J&K police had warned of holes in coastal security
29 Nov 2008, 1334 hrs
JAMMU: The Jammu and Kashmir police had alerted the central government about holes in Indian coastal security following disclosures by two Pakistani
terrorists of Lashkar-e-Taiba (LET) arrested from the mountainous Rajouri district in March last year.
A police official said on condition of anonymity that the two Pakistani militants, arrested by Rajouri and Poonch police in a joint operation in Manjakote, had alleged that sea routes were used for infiltration for the first time "by paying bribes to coast guards".
Abdul Majeed of Nawabshah and Mohammad Jameel of Mansera had reportedly revealed to the interrogators that they had infiltrated into Indian territory in groups of eight from Karachi through the sea route.
They claimed they had paid "huge amounts to coastguards to reach Mumbai after a private boat they were sailing in was intercepted by the guards in Indian waters".
The official said: "The militants told us that they were sent from Karachi as a group of eight militants in a private boat by LeT's 'launching commander'. It took them three days to reach Mumbai. Their ship was intercepted by the Indian Coast Guard when it went out of order for sometime. However, the terrorist managed to cross the security net by paying a huge bribe."
That was the first reported case of infiltration through the sea route over 20 months ago and senior police officials had "sounded more than adequate alarm about the potential of this spiralling into a bigger challenge".
He added that information about gaps in the coastal security was passed to all relevant people in the central government "as it was the first case of infiltration through sea route after fencing of the Line of Control (LoC) had made it almost impregnable. It was a serious development and required a meaningful follow-up".

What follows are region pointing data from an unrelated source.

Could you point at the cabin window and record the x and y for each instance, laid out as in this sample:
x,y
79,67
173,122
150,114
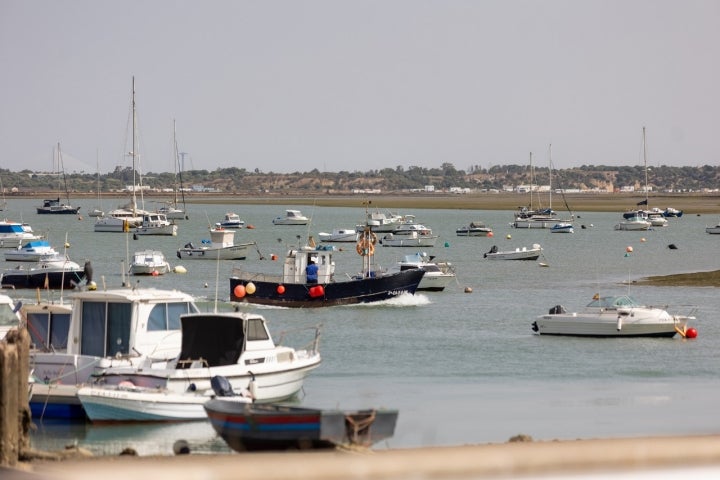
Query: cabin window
x,y
49,330
256,330
166,316
105,328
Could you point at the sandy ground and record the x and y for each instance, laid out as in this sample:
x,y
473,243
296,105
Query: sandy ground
x,y
657,457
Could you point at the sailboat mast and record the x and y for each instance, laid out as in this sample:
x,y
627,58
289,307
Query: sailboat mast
x,y
645,162
133,151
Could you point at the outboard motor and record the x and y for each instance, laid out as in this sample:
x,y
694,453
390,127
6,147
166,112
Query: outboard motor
x,y
221,386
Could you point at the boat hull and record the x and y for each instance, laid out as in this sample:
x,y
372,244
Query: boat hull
x,y
363,290
274,427
235,252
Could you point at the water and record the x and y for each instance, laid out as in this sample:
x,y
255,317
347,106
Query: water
x,y
462,368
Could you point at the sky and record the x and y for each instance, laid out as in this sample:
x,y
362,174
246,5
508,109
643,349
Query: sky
x,y
334,85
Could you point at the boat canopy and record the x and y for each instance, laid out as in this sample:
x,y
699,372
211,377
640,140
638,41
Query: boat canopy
x,y
622,301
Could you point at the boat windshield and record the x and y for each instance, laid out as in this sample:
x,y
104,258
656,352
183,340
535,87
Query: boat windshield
x,y
622,301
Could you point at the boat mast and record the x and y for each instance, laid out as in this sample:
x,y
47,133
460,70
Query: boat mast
x,y
645,162
134,202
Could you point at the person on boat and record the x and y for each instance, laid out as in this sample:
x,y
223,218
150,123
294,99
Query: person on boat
x,y
311,272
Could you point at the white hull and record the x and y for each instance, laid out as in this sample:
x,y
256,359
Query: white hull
x,y
112,404
346,235
236,252
523,253
160,230
619,316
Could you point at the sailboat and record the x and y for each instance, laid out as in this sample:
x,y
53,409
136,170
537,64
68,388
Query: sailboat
x,y
97,211
655,216
128,216
53,205
172,210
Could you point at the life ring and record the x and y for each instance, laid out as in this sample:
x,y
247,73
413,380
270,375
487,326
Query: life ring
x,y
365,247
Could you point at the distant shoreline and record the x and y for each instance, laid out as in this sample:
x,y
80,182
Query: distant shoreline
x,y
690,204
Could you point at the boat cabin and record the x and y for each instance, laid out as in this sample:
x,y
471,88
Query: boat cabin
x,y
297,260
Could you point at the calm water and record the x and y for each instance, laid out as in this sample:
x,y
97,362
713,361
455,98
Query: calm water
x,y
461,367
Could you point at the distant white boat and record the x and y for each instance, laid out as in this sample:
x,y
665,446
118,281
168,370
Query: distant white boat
x,y
523,253
339,235
291,217
33,251
149,262
156,224
221,246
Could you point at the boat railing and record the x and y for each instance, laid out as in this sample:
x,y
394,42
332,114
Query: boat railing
x,y
312,346
258,277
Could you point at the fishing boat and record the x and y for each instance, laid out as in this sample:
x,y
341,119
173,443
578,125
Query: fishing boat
x,y
99,329
53,205
291,288
612,316
149,262
253,427
523,253
235,346
220,246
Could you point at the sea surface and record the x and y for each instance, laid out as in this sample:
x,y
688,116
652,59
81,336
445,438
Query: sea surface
x,y
462,367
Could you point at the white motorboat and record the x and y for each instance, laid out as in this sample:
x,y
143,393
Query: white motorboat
x,y
438,275
33,251
612,316
156,224
149,262
475,229
523,253
55,273
220,246
9,315
108,328
127,402
340,235
713,230
633,224
408,238
291,217
236,346
380,222
562,227
231,220
15,234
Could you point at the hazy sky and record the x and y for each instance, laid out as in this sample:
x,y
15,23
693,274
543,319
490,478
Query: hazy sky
x,y
337,85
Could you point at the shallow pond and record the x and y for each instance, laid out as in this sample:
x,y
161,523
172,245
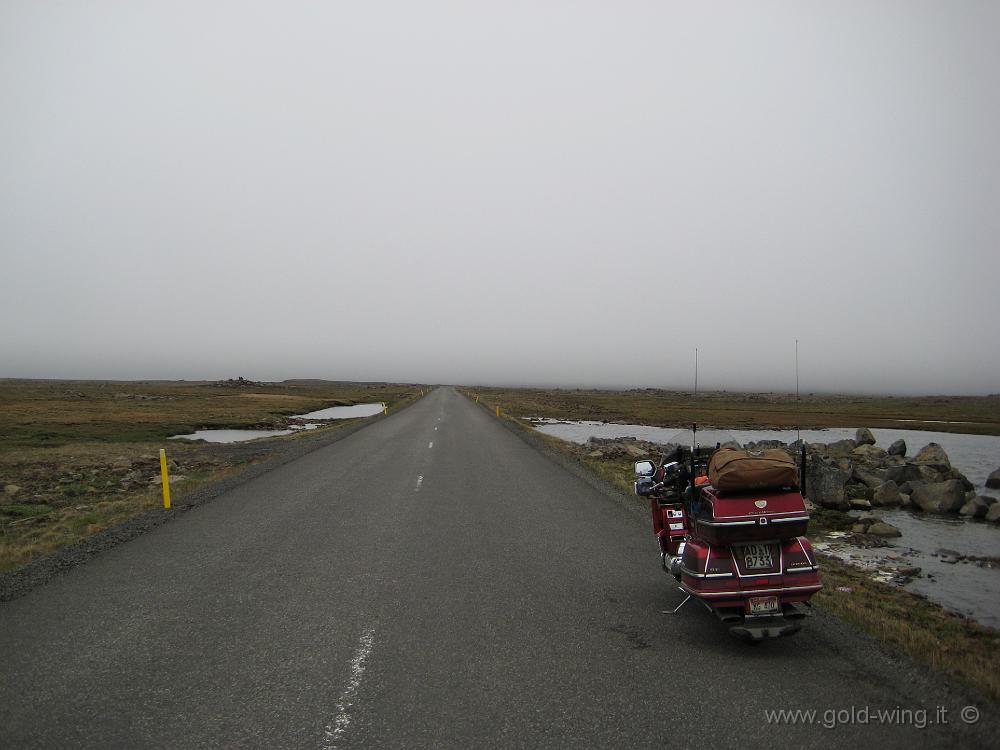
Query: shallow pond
x,y
962,586
974,455
966,586
343,412
239,436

On Wednesday night, a group of armed terrorists went on the rampage in Mumbai, targeting 10 prominent places. At least 152 people were killed and 327 injured in the terror drama that ended Saturday after a 59-hour standoff between security forces and the militants. Police said the terrorist had reached India's financial capital through the sea route.

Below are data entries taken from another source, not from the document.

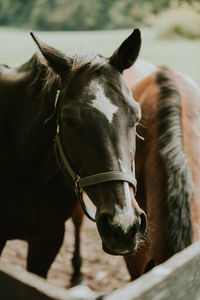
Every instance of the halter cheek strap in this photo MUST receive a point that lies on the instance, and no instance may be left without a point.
(80, 183)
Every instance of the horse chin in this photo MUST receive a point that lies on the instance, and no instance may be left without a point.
(117, 252)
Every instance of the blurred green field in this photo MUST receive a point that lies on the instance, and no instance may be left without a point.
(16, 46)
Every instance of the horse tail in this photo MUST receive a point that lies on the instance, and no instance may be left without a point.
(171, 149)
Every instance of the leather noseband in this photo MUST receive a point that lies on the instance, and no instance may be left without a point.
(81, 183)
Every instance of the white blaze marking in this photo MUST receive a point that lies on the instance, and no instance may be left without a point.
(124, 217)
(101, 102)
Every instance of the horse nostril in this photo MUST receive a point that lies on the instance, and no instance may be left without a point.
(143, 224)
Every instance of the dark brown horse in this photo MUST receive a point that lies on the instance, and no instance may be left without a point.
(76, 107)
(167, 162)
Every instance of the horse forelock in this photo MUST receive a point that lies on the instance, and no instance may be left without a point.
(179, 183)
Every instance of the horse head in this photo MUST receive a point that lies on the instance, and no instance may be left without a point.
(97, 118)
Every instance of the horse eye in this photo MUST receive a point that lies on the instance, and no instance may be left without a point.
(69, 122)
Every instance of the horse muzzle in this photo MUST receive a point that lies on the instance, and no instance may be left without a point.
(117, 239)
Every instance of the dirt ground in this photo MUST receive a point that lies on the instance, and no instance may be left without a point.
(102, 272)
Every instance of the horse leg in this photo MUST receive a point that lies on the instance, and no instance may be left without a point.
(2, 245)
(42, 251)
(136, 263)
(77, 219)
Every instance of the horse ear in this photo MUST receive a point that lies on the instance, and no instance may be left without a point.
(55, 59)
(124, 57)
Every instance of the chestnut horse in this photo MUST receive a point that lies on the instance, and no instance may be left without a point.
(167, 162)
(68, 123)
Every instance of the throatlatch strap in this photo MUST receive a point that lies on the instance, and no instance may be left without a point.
(107, 176)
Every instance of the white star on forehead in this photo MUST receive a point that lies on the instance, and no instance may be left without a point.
(101, 102)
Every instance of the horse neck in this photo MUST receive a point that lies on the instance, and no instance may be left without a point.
(34, 137)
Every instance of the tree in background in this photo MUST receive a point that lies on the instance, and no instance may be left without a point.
(80, 14)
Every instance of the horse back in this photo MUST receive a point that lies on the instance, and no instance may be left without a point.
(167, 165)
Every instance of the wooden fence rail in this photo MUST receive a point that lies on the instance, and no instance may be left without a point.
(176, 279)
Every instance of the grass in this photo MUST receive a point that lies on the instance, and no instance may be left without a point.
(181, 54)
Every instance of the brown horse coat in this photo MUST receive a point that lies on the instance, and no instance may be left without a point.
(167, 161)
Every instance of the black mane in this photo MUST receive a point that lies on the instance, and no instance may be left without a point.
(179, 189)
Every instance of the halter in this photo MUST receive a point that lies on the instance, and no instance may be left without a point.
(81, 183)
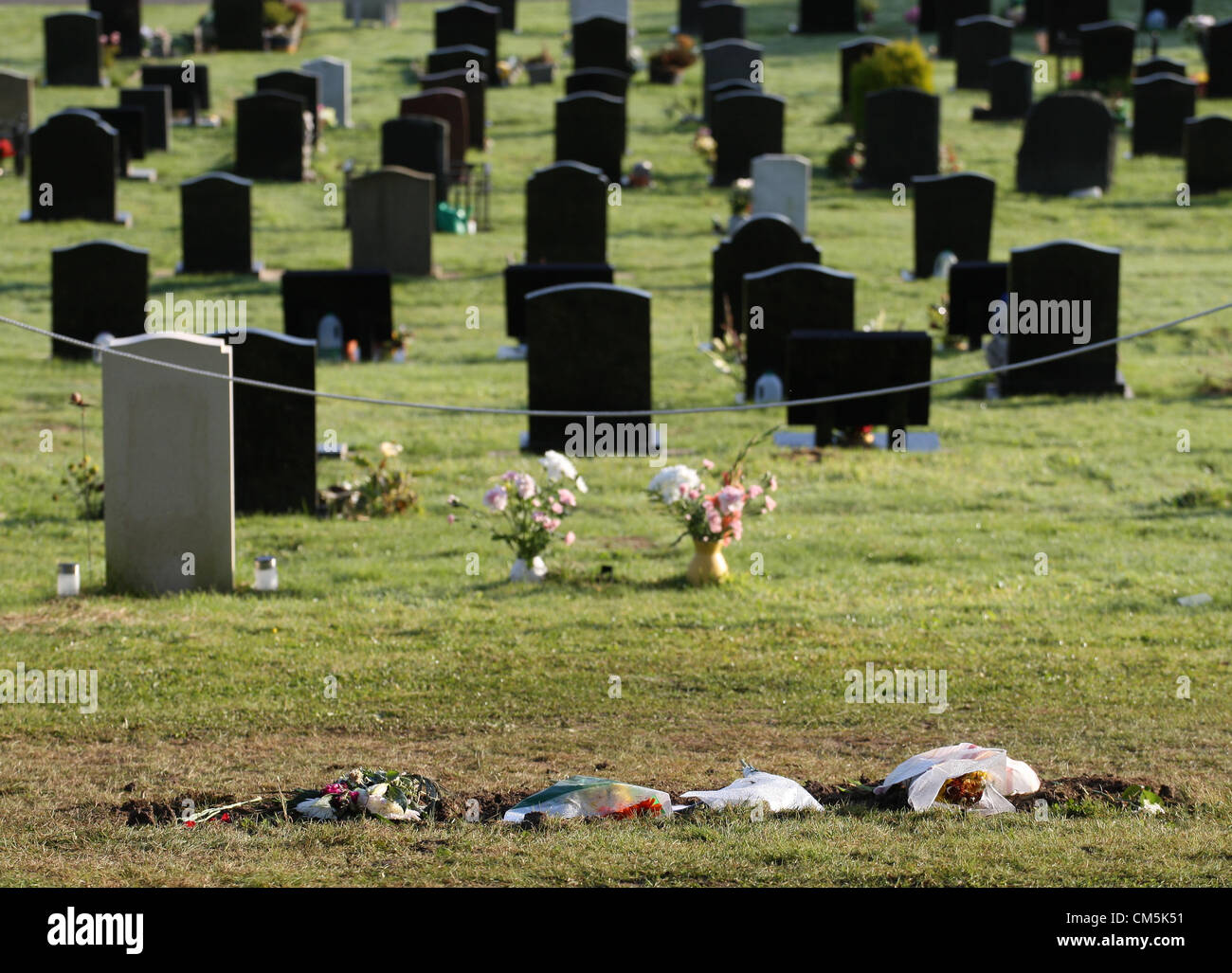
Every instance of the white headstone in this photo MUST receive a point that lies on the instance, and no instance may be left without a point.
(621, 10)
(780, 185)
(168, 460)
(335, 85)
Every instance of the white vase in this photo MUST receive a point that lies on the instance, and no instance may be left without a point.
(522, 571)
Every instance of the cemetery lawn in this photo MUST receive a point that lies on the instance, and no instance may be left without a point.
(902, 561)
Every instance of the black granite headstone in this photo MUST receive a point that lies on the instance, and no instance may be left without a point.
(826, 16)
(422, 143)
(1162, 102)
(73, 165)
(303, 85)
(590, 130)
(822, 364)
(1068, 144)
(1207, 149)
(588, 349)
(746, 124)
(973, 286)
(902, 135)
(155, 102)
(600, 42)
(1010, 89)
(522, 279)
(953, 213)
(604, 81)
(274, 432)
(851, 53)
(567, 214)
(358, 298)
(72, 53)
(239, 25)
(762, 242)
(719, 20)
(788, 298)
(469, 24)
(271, 138)
(980, 41)
(1071, 287)
(216, 225)
(98, 286)
(1107, 52)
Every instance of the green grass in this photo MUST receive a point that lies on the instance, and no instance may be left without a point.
(902, 561)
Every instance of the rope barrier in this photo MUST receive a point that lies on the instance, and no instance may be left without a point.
(625, 413)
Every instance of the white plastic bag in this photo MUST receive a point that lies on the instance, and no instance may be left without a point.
(755, 787)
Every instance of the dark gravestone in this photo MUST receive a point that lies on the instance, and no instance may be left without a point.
(1219, 61)
(726, 61)
(789, 298)
(476, 94)
(358, 298)
(762, 242)
(130, 124)
(1207, 149)
(72, 53)
(1174, 10)
(604, 81)
(973, 286)
(977, 42)
(216, 225)
(98, 286)
(271, 136)
(1062, 272)
(522, 279)
(303, 85)
(850, 54)
(122, 17)
(600, 42)
(689, 17)
(77, 154)
(1010, 90)
(1158, 65)
(155, 102)
(826, 16)
(420, 143)
(949, 12)
(450, 106)
(238, 25)
(590, 130)
(952, 213)
(189, 94)
(567, 214)
(469, 24)
(1162, 102)
(275, 432)
(588, 349)
(746, 124)
(456, 57)
(841, 364)
(902, 135)
(719, 20)
(1064, 17)
(1107, 52)
(1068, 143)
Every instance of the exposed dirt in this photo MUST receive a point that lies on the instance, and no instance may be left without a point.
(493, 804)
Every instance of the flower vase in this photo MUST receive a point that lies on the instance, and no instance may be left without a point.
(707, 567)
(530, 573)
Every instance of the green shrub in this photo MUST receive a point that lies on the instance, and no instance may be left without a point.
(898, 64)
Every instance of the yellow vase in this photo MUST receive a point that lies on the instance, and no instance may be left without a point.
(707, 567)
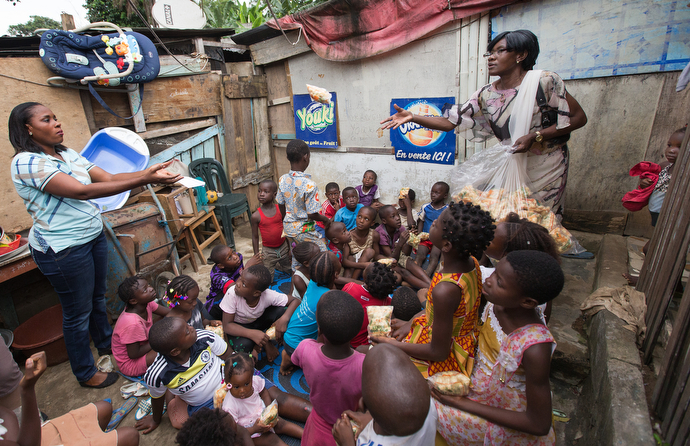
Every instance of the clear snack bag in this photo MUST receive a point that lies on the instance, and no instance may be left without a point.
(379, 320)
(450, 383)
(269, 416)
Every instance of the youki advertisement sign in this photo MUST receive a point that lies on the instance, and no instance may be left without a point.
(413, 142)
(315, 122)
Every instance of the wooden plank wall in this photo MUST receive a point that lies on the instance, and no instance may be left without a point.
(27, 83)
(165, 99)
(247, 149)
(658, 279)
(280, 112)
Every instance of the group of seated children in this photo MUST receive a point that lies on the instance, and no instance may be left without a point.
(462, 323)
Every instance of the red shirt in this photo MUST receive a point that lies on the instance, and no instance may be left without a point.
(271, 229)
(366, 300)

The Jammu and Kashmir police official regretted that the "input and alert by us in this regard was not paid due heed".
The official recalled that in 1999 the state police had smashed a LeT cell in Samba town, 45 km south of here. They had recovered 39 pistols besides "serious information of the outfit planning to bring entire country under its domain of strikes".
"It is indeed unfortunate that information provided by us was not followed properly," he said.